We try to raise the animal's resistance by vaccinating against Pasteurella ; unfortunately we are not always successful. This is because Pasteurella bacteria of the same species are not all the same; there are as many as 15 different strains of Pasteurella haemolytica . A vaccine made with one strain does not always protect against another strain. If a vaccine was made to include all strains the dose needed would be too large to use and the toxins in the vaccine, released from the bacteria while making the vaccine, would cause severe reactions in the animal. For these reasons, popularity of these particular Pasteurella vaccines has decreased in recent years. However, if you find a vaccine that works against the Pasteurella bacteria in your area, by all means use it. The Pasteurella vaccines that have been on the market for many years generally contain both Pasteurella haemolytica and multocida bacteria. These vaccines are made with killed bacteria and are NON-Replicating vaccines. NON-Replicating vaccines require that two doses be given at least 14-28 days apart to initially raise the resistance level. A single annual booster is required to stimulate prolonged resistance level.
Pasteurella vaccines recently developed may overcome the problem. One specific vaccine has been developed that stimulates increased resistance against "a particular fraction" of the Pasteurella organism; that "particular fraction" is thought to be found in most, if not all, strains of Pasteurella haemolytica . In addition, because it is made from only a fraction of the bacteria, the vaccine contains fewer components that would cause reactions in cattle when vaccinated. The scientific community refers to a vaccine made from a "particular fraction" of the organism as a "subunit" vaccine. In addition to the "subunit" antigens some "new-generation" Pasteurella vaccines contain a leukotoxoid which will stimulate the animal to produce antibodies against the leukotoxin produced by certain Pasteurella organisms, thus greatly enhancing the resistance stimulated in a vaccinated animal. These particular vaccines are NON-Replicating vaccines and usually require two doses to be given at least 21-28 days apart to initially raise the resistance level.
We also have at least two live avirulent REPLICATING Pasteurella vaccines on the market; however, objections to their use generally include: 1) high cost; 2) adverse reactions which include injection site pain, swelling or abscesses, and muscle stiffness; 3) the administration of antibiotics or sulfa at the same time as vaccination could kill the live vaccine organisms and cause vaccination failure; and 4) in one case, the vaccine was recommended only for use in calves over three months of age. Since many shipped cattle are routinely administered antibacterial drugs on arrival, the use of these particular vaccines in recently shipped cattle has been questioned.

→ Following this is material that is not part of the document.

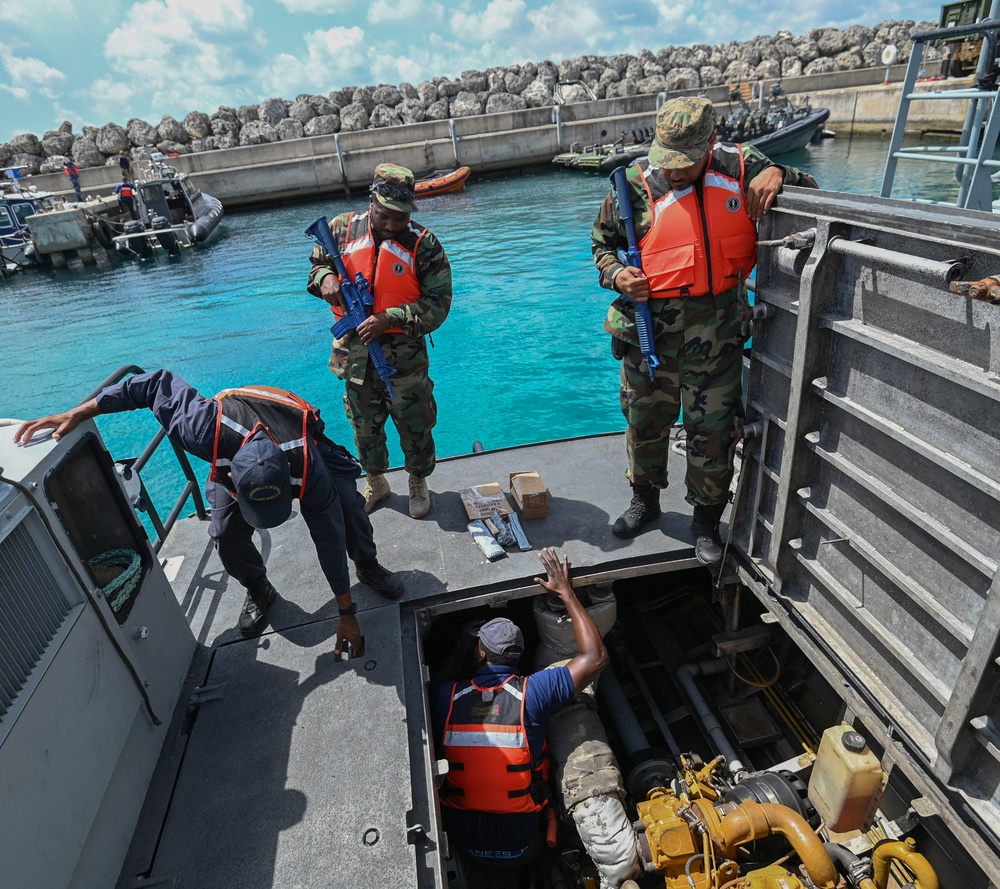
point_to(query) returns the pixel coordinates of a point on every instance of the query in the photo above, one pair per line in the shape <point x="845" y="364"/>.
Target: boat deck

Often we try to keep the Pasteurella growth in animals under control (reduce the challenge) by using antibacterial drugs administered in the feed, in the water, by injection, or in bolus form. When antibacterial drugs are used to control Pasteurella or other bacteria ... keep the cattle under observation. The bacteria may be resistant to the antibacterial drug you are using. Unfortunately, many people using antibacterial drugs to keep sickness in check forget to observe the cattle closely. If the bacteria are resistant to the drug, the amount of sickness and the severity of the sickness can get out of hand before the cattle are observed. These crutches can be dangerous if the people using the drugs are not aware of the resistant strains of bacteria.
Remember, pasteurellosis disease is usually associated with stresses and other diseases; it is a major component of the bovine respiratory disease complex.
Footnotes
1. This document is VM-63, one of a series of the College of Veterinary Medicine, Florida Cooperative Extension Service, Institute of Food and Agricultural Sciences, University of Florida. Date reviewed May 1996. Please visit the FAIRS Web site at http://hammock.ifas.ufl.edu.2. E. J. Richey, DVM, Professor and Beef Cattle Specialist, Cooperative Extension Service, Institute of Food and Agricultural Sciences, University of Florida, Gainesville, 32611.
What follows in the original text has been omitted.